Our goal is to elucidate the genetic and developmental basis of congenital malformations. The majority of our work is currently focussed upon cardiovascular development. Previous and current work indicates that analysis of human congenital malformation can uncover novel genetic mechanisms and offer insights into general mechanisms of development and even common disease. For instance, the deletion 22q11.2 causing a birth defect syndrome is the greatest known genetic risk factor for schizophrenia (previously known as DiGeorge syndrome).   Three genes under investigation (Tbx1, Chd7 and Hira) have roles in control of transcription within progenitor or stem cell populations.  Others, e.g. Semaphorins, Slits, and CXCL12 are involved in intercellular signalling.  In particular, the CXCL12 pathway is involved in the development of the coronary arteries and this pathway is of interest in the development of new therapies designed to assist revascularization.

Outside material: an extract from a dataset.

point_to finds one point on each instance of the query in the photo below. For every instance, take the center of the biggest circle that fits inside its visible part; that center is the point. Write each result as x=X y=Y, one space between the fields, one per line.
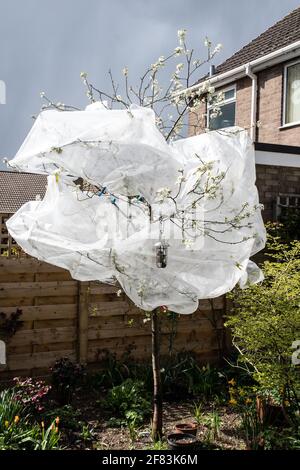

The tools used include creation and analysis of models in mouse and zebrafish, and the use of cell line models such as modified embryonic stem cells and neural crest cells. We explore novel methods of imaging the phenotypes observed (in collaboration with UCL's CABI). 

In humans, genetic approaches include high resolution, genome-wide, screens and sequencing, in particular making use of consanguineous families. We also collaborate across non-life science faculties via the CoMPLEX programme.